Des fromages couleur d’hiver

En hiver, les vaches de Martin et Kevin Tschan sont nourries avec le foin récolté l’année précédente. Transformé, le lait qu’elles produisent donnera des fromages blancs comme la neige.

Le bétail de Kevin (à gauche) et Martin Tschan est nourri avec un fourrage 4 étoiles: des herbes aromatiques qui ont poussé exclusivement dans la région. Photo:Matthias Käser

De mois en mois
Terre d’industrie, mais aussi de paysannerie, le Jura bernois ne compte pas moins de 560 exploitations agricoles. Sept jours sur sept, sous le soleil comme sous la pluie, des hommes et des femmes s’activent pour faire tourner ces fermes. Le Journal du Jura est parti à leur rencontre. L’occasion de vous dévoiler, tout au long de l’année et à raison d’une fois par mois, les contours d’un métier aussi essentiel que tributaire de la nature.

 

par Nicole Hager

Février. L’activité des agriculteurs, l’une des principales sources d’animation dans un village comme Corgémont, se fait beaucoup moins visible. Il y a moins d’allées et venues de tracteurs, pas de bétail dans les champs. Tout est plus calme, mais ce n’est pas pour autant le repos complet pour les hommes et les femmes de la terre. Il faut toujours traire les vaches et les travaux impossibles à réaliser le reste de l’année, parce qu’il y a décidément trop à faire, attendent qu’on s’y emploie enfin.

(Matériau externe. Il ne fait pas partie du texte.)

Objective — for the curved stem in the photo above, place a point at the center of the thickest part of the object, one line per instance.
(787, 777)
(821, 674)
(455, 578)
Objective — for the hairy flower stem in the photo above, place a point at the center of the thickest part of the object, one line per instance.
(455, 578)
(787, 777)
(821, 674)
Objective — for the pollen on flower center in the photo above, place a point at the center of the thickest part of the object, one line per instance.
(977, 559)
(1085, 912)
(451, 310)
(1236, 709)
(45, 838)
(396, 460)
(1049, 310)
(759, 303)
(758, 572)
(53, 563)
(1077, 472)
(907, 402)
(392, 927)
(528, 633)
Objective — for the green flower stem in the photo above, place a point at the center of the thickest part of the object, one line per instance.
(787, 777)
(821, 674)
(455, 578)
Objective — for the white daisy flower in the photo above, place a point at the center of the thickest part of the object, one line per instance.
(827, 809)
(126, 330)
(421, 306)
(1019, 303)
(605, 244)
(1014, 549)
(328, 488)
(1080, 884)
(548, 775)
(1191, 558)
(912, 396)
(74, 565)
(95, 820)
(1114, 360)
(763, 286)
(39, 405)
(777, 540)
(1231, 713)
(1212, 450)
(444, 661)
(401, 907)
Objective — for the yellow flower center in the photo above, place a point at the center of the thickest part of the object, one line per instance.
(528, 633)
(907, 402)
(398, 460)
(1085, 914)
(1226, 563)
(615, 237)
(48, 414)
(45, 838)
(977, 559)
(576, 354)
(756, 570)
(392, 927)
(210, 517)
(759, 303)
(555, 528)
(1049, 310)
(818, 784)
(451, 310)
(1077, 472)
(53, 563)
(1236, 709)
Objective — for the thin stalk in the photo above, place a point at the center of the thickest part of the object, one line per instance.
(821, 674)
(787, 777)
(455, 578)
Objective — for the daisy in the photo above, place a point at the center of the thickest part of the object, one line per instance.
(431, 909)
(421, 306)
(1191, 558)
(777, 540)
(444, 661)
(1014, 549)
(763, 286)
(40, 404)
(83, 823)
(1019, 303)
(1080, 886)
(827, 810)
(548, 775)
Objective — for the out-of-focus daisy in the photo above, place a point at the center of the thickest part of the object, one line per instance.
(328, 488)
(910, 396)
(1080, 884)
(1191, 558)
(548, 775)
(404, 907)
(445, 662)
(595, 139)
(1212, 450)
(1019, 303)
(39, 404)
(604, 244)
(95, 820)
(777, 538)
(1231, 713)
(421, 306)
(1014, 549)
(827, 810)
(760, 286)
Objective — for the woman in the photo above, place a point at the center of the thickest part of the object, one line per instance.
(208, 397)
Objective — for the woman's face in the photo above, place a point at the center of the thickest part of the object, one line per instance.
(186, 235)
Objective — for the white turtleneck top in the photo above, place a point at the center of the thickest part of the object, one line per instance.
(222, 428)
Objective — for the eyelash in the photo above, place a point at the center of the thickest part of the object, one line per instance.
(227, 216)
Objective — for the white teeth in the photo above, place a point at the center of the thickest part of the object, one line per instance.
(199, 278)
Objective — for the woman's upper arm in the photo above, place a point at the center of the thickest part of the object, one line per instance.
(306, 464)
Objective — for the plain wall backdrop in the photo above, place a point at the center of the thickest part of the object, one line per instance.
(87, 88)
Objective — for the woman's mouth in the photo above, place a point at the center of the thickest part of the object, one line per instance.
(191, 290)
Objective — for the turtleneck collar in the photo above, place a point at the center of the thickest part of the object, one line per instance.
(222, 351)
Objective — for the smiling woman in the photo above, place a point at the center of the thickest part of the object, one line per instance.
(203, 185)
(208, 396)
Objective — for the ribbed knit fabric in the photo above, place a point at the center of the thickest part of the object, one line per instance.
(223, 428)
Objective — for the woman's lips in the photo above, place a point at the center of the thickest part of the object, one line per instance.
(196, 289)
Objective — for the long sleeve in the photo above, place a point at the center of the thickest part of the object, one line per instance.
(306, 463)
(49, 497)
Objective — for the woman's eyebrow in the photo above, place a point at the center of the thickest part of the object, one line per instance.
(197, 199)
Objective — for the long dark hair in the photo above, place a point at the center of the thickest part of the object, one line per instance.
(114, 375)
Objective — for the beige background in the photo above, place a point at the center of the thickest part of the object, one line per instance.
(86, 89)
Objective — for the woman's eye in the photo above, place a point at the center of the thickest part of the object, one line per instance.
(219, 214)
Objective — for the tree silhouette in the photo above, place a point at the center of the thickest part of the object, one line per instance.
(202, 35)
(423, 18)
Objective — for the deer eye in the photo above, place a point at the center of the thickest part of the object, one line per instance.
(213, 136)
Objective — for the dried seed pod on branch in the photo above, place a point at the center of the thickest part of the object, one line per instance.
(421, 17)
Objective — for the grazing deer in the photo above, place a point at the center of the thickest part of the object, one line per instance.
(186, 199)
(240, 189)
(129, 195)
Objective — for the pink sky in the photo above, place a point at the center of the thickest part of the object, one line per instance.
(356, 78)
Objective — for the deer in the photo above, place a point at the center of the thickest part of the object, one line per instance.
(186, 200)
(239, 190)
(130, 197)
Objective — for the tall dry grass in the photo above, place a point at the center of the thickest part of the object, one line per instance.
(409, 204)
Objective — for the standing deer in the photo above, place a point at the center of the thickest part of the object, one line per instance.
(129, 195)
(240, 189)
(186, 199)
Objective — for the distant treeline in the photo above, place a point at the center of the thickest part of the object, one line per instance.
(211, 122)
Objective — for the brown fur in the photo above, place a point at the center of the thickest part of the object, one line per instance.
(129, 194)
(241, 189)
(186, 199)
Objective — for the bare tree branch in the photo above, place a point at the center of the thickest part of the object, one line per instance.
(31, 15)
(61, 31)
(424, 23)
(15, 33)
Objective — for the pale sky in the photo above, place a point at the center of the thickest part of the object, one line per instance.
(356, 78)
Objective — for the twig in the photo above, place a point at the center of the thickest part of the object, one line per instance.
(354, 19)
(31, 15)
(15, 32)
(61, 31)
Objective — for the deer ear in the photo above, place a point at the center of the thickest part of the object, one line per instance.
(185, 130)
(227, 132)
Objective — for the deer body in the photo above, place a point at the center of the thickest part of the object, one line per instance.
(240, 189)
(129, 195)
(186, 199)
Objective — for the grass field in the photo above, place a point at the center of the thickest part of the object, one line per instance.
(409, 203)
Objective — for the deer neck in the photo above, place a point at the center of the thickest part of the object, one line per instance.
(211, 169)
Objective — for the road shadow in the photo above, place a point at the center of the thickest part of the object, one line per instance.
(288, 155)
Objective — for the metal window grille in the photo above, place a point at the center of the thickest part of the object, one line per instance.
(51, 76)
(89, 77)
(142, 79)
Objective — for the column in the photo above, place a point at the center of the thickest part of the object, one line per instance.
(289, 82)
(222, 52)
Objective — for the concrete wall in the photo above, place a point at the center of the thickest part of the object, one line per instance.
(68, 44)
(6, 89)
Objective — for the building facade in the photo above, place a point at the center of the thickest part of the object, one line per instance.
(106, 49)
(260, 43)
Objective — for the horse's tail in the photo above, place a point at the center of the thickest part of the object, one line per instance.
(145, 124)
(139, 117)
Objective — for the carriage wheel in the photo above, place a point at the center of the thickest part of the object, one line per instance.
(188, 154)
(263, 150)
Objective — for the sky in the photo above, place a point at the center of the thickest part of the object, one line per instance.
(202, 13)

Sur leur vaste domaine agricole, Martin Tschan et son fils aîné Kevin vaquent à diverses occupations. «Les premières semaines de l’année, nous profitons de journées plus creuses pour distiller de la gentiane. On ne fait pas ça pour dégager un revenu mais pour satisfaire un cercle d’amis», explique Kevin, 24 ans, garant d’une tradition qui se perd, non sans conséquences. «Là où la gentiane n’est plus arrachée, elle recouvre les champs comme une mauvaise herbe.»

Il y a aussi les machines à réviser, les haies à tailler, le bois à couper pour alimenter le chauffage, les pâturages boisés à nettoyer quand la neige aura fini par débarrasser le plancher. Mais, surtout, il y a la production du lait à assurer par tous les temps. Du lait qui, transformé, donnera diverses spécialités fromagères, dont la fameuse tête-de-moine AOP. L’appellation d’origine protégée désigne des produits développés, transformés et élaborés dans une aire géographique déterminée.

2013, annus horribilis
Ce n’est pas un hasard si le lait destiné à la fabrication de la tête-de-moine reflète les saveurs de sa région d’origine. «Les conditions à remplir pour être producteur de lait pour la tête-de-moine sont sévères. Au minimum 70% du fourrage donné aux vaches doit être issu de sa propre exploitation et, s’il faut compléter, le reste doit exclusivement provenir de la zone de production de la tête-de-moine. Pas question d’avoir recours à du fourrage ensilé, seules les herbes aromatisées des pâturages de montagne de la région forment la base de la production laitière», explique Martin Tschan.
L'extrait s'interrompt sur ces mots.